Anyone have any idea if a work visa is required to be employed in HK (US citizen) by a US based company? What's the process timing - I read that it takes some time and you're not allowed to work while waiting for a basic work visa. Any help would be appreciated.


----------



## Golo (Apr 15, 2011)

newyorkers said:


> Anyone have any idea if a work visa is required to be employed in HK (US citizen) by a US based company? What's the process timing - I read that it takes some time and you're not allowed to work while waiting for a basic work visa. Any help would be appreciated.


This is the best site for that information.

The Government of the Hong Kong Special Administrative Region - Immigration Department


----------



## Wendy from NorthEast UK. (Aug 13, 2011)

newyorkers said:


> Anyone have any idea if a work visa is required to be employed in HK (US citizen) by a US based company? What's the process timing - I read that it takes some time and you're not allowed to work while waiting for a basic work visa. Any help would be appreciated.

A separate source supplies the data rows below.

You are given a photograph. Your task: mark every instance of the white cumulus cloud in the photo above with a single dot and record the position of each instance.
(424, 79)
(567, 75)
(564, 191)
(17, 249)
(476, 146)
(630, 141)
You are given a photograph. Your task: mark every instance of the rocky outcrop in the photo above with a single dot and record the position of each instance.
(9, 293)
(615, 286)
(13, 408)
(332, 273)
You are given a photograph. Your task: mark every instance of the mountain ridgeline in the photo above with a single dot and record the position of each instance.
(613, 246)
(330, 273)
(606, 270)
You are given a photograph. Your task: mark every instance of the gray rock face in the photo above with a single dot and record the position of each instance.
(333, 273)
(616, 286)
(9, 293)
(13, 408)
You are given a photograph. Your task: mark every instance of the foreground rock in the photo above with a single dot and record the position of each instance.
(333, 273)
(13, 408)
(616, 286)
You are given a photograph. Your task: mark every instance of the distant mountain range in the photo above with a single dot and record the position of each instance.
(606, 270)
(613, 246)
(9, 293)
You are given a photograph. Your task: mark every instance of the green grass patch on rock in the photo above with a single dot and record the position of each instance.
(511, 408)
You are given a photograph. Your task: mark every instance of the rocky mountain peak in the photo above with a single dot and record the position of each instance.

Yes, as a US citizen, you'd need a work visa to be employed in Hong Kong even if you're working for a US based company. The HR department of the US company will usually help you through the process.


----------



## Iron Horse (Apr 10, 2008)

I believe you have to have the work visa. Recently had my completed. Received an invitation letter from my company, filled out the visa form, along with a passport sized photo, and the payment. Total time took just under two weeks.


----------